All Products
Search
Document Center

Data Lake Formation:Metadata discovery

Last Updated:Feb 20, 2024

As business runs, large amounts of data is accumulated in data lakes. Different from the strictly managed data in data warehouses, this portion of data may be metadata that is stored in data lakes without being managed or regulated. Metadata discovery can analyze data in a data lake in a specific format and automatically generate metadata information. Metadata extraction can be executed periodically or manually to achieve schema-on-read for data lake analysis and computing.

Limits

  1. The extracted data can be stored only in an Object Storage Service (OSS) bucket of standard storage.

  2. Currently, metadata discovery supports only the JSON, CSV, Parquet, ORC, Hudi, Delta, and AVRO formats.

  3. The metadata extraction process consumes computing power but does not incur fees.

Procedure

Create an extraction task

  1. Log on to the Data Lake Formation (DLF) console.

  2. In the left-side navigation pane, choose Metadata > Metadata Discovery.

  3. On the Metadata Discovery page, click Create Extraction Task.

  4. On the Create Extraction Task page, set the parameters that are described in the following table.

Parameter

Description

Extraction Task Name

The name of the metadata extraction task. The name can contain letters, digits, and underscores (_).

Select OSS Path

The path of the OSS bucket from which you want to extract data.

Exclusion Mode

The file paths that you want to exclude from the specified OSS path.
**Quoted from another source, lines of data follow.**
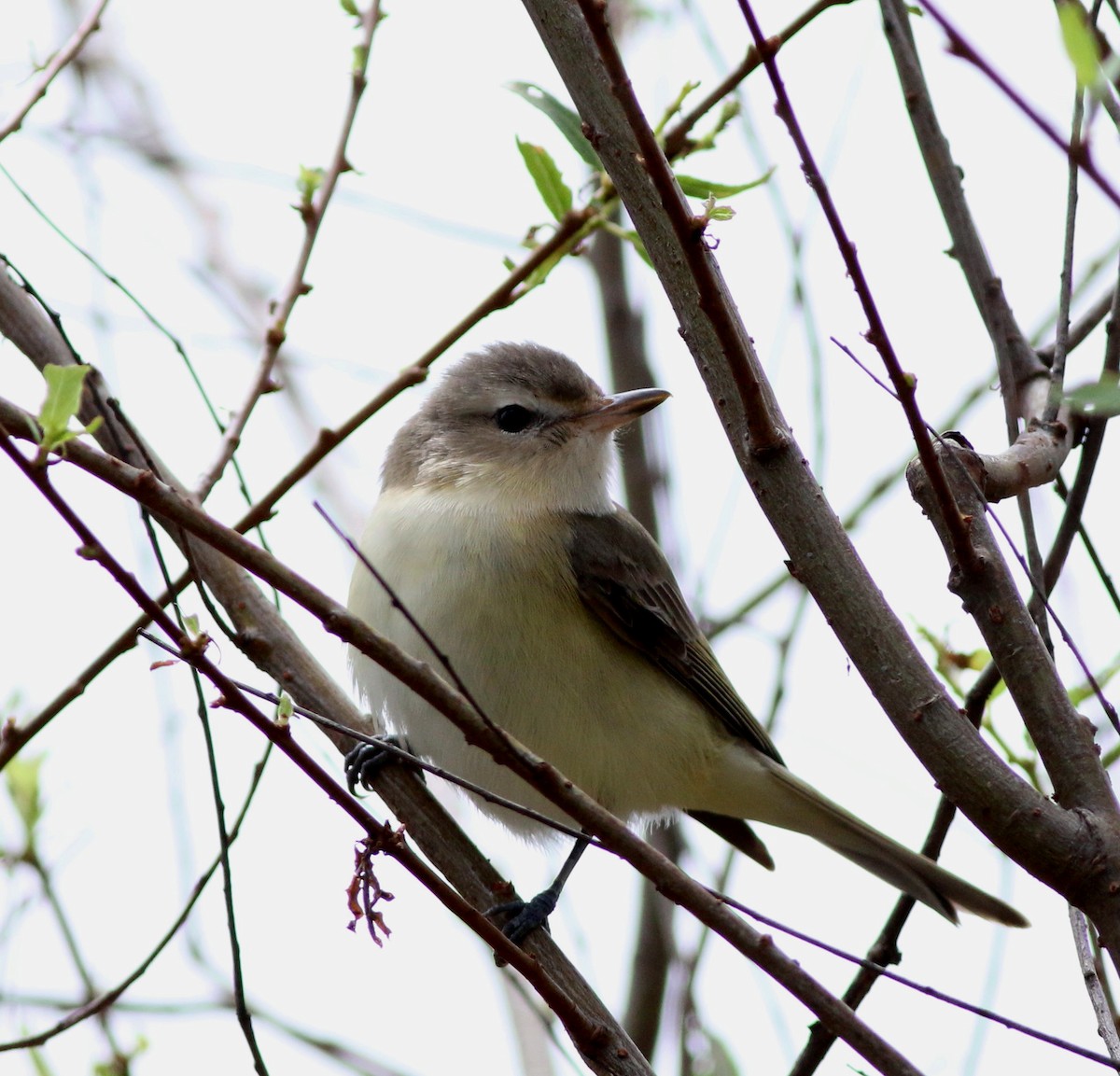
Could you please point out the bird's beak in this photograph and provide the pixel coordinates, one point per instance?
(620, 409)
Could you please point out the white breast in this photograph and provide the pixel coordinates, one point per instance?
(494, 593)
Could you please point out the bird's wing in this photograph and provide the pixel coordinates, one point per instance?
(625, 580)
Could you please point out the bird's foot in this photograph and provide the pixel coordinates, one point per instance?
(525, 916)
(363, 763)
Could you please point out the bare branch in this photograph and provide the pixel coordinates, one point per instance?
(90, 24)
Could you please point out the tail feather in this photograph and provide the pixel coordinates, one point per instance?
(784, 800)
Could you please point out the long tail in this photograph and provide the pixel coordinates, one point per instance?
(794, 804)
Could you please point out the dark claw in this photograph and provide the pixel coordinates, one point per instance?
(367, 761)
(527, 915)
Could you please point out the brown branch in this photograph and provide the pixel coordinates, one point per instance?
(876, 335)
(1080, 152)
(675, 884)
(1011, 813)
(1085, 867)
(89, 26)
(313, 215)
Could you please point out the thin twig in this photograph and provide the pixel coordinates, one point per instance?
(1080, 153)
(313, 215)
(1106, 1021)
(876, 335)
(61, 60)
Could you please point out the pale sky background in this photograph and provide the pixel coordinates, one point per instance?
(247, 91)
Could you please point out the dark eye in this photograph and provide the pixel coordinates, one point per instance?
(513, 418)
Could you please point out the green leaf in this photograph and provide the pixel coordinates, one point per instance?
(1100, 399)
(21, 776)
(61, 404)
(1080, 43)
(567, 121)
(676, 106)
(307, 183)
(704, 189)
(550, 184)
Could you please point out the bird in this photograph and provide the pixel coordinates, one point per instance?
(497, 531)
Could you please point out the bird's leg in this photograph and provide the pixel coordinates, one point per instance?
(529, 915)
(363, 762)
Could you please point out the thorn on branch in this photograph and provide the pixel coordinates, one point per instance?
(364, 891)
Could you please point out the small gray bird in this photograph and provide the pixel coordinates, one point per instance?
(561, 616)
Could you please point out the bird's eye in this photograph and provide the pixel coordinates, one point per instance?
(513, 418)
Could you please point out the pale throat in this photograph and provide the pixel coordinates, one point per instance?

You can use regular expressions to match the file paths to be excluded.

Parse Format

The format of data from which you extract metadata, such as JSON, CSV, Parquet, ORC, Hudi, Delta, or AVRO. If you set this parameter to Automatic identification, data files are automatically parsed.

Destination Database

The metadatabase in which you want to store the extracted metadata.

Destination Table Prefix

The prefix that is used to generate a name for the destination metadata table. The name of the destination metadata table consists of this prefix and the name of the source file.

Method to Handle Table Field Update

The method that is used to process the updated fields if the source table from which data is extracted contains different fields from those in the destination metadata table. The following methods are available:

  • Adds the updated columns, but does not delete the existing columns in the destination metadata table.

  • Updates the schema of the destination metadata table, and generates a new schema for the destination metadata table based on the latest schema of the source table.

  • Ignores the updates, and does not modify the existing destination metadata table.

Method to Process Deleted OSS Objects

The method that is used to process the data deleted from the source table in the OSS bucket in the process of metadata extraction. The following methods are available:

  • Deletes the corresponding metadata.

  • Ignores the updates and does not delete metadata from the destination metadata table.

The RAM role.

The role that is used to execute the metadata extraction task. The default value is AliyunDLFWorkFlowDefaultRole, which is granted the permission to execute DLF extraction tasks.

Execution Policy

  • Manual execution: manually runs metadata extraction tasks.

  • Scheduling execution: periodically runs metadata extraction tasks at the specified time.

Extraction Policy

Partial Data Extraction: When DLF extracts metadata, it scans only partial metadata in each file. This extraction method takes a short period of time. The result accuracy of Partial Data Extraction is lower than that of Extract All. You can adjust metadata information on the metadata editing page.

Extract All: When DLF extracts metadata, it scans all metadata in each file. If the amount of data is large, this extraction method is time-consuming. The results of Extract All are more accurate.

5. Confirm that the parameters are correctly set. Then, click Save and Execute.